Not every crisis in the world can or should be instantly covered by every blog on the Internet.  That would probably be impossible.  But when something wipes out 50,000 people at a stroke and a possible three million more are injured and six million are without food and water, well, you’ve simply got to do the least you can do which is to mention it and put a link to the Red Cross on your bloody home page.  It’s the least you can do.  Get it?

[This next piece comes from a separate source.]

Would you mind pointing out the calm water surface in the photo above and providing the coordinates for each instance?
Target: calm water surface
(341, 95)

I’ve been trying to enjoy the world of literature and poetry and animation on the Web recently.  I’ve linked to articles here and there on some of these sites.  I’ve tried to make sense of some of the more esoteric and subtle thought processes that go on, especially in the world of poetry.  I think poetry is experiencing some kind of magical flourishing on the Web that is unmatched in its entire history.  But poetry that doesn’t see the pile of dead bodies in the room is written on paper that’s on fire.  Up in smoke.

You want to know how easy it is to help with your blog?  Here you go:

You can donate to the Red Cross International Response Fund.  Also, giving blood is always one of the very best things you can do because it fills the blood banks and can be used almost anywhere.

You can also donate to Doctors Without Borders, which is putting medical personnel on the ground in Haiti to assist in saving lives.

See that?  Now go get your houses in order, because if you don’t, I’m never coming to your damned blogs again.